Among the numerous trends evident across all scenarios in this year's WEO is the world's escalating demand for energy services in the coming decades, with increasing needs for mobility, heating, cooling, lighting, and additional household and industrial applications, including those related to data and AI services.
Notably, a coalition of emerging economies—led by India and Southeast Asia, along with nations from the Middle East, Africa, and Latin America—is poised to significantly influence energy market dynamics in the future.
These nations are stepping up as China, which has been responsible for half of the global oil and gas demand growth and 60% of electricity demand growth since 2010, gradually recedes in influence, although no other country or coalition is likely to replicate China's intense energy expansion.
Amid these transformations, traditional energy risks surrounding oil and gas supply security are now joined by vulnerabilities in other sectors, notably in supply chains for critical minerals where high levels of market concentration prevail.
A single nation dominates the refining of 19 out of 20 energy-related strategic minerals, holding an average market share of about 70%. These minerals are essential for power grids, batteries, and EVs, and are also critical for AI chips, jet engines, defense systems, and other vital industries.
Geographic concentration in refining has intensified for nearly all key energy minerals since 2020, especially for nickel and cobalt.
Insights from this year’s WEO regarding the announced project pipeline suggest that reversing this trend will be slow, necessitating more decisive action from governments.
“Reflecting on the energy landscape in recent decades, there has never been a time when energy security tensions have affected so many fuels and technologies simultaneously—this situation requires the same spirit and focus that led to the establishment of the IEA following the 1973 oil shock,” stated IEA Executive Director Fatih Birol.
“With energy security now a priority for many governments, their responses must also consider the synergies and trade-offs with other policy objectives—such as affordability, access, competitiveness, and climate change. The WEO's scenarios highlight key decision points ahead and collectively offer a framework for evidence-based, data-driven discussions on the future.”
Electricity is fundamental to modern economies, and its demand is growing at a pace much faster than overall energy consumption across all scenarios depicted in WEO-2025.
Investors are responding to this trend: Expenditures on electricity supply and end-use electrification currently represent half of global energy investments.
At present, electricity constitutes approximately 20% of final energy consumption worldwide, but it serves as the primary energy source for sectors that account for over 40% of the global economy and is the main energy source for most households.
“The World Energy Outlook has long highlighted the increasing significance of electricity in global economies. Last year, we declared that the world was swiftly entering the Age of Electricity—and it is evident now that it has already arrived,” Birol remarked.

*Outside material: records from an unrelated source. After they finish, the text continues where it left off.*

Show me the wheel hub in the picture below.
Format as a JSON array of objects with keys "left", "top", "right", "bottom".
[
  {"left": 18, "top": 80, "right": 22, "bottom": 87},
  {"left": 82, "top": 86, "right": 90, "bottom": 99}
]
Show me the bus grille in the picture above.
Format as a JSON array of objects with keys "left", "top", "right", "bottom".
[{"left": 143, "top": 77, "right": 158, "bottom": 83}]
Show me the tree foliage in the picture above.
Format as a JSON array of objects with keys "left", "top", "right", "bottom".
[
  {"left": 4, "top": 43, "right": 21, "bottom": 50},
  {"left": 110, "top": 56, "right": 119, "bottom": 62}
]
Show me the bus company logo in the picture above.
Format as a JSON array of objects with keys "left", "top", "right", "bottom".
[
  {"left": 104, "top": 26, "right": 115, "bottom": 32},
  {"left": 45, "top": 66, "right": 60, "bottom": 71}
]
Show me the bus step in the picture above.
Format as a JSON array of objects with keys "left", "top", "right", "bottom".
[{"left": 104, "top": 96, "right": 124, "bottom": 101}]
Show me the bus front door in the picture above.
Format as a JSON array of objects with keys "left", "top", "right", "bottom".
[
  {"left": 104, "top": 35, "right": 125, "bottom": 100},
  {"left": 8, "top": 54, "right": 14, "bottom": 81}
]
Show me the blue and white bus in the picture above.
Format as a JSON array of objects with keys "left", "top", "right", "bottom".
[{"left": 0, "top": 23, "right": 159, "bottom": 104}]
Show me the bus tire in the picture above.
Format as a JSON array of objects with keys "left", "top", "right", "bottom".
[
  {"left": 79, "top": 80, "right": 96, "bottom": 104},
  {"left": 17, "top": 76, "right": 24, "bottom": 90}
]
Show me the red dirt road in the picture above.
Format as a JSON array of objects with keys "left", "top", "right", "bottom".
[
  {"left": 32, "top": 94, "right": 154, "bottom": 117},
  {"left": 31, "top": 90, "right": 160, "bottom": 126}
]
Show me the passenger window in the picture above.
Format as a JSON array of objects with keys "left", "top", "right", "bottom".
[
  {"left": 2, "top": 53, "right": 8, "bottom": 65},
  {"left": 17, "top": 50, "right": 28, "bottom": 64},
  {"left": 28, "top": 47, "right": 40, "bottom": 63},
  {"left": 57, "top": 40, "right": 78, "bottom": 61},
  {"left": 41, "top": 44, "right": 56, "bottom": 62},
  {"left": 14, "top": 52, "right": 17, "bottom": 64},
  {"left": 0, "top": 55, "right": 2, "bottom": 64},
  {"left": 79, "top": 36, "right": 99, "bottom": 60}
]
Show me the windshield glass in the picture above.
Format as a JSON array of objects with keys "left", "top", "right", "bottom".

“In a deviation from the past decade's trends, the surge in electricity consumption is no longer confined to emerging and developing regions. Rapid demand growth from data centers and AI is also propelling electricity usage in advanced economies.
“Global investments in data centers are projected to reach $580 billion by 2025. Those who assert that 'data is the new oil' will note that this figure exceeds the $540 billion allocated for global oil supply—a striking illustration of the evolving nature of contemporary economies.”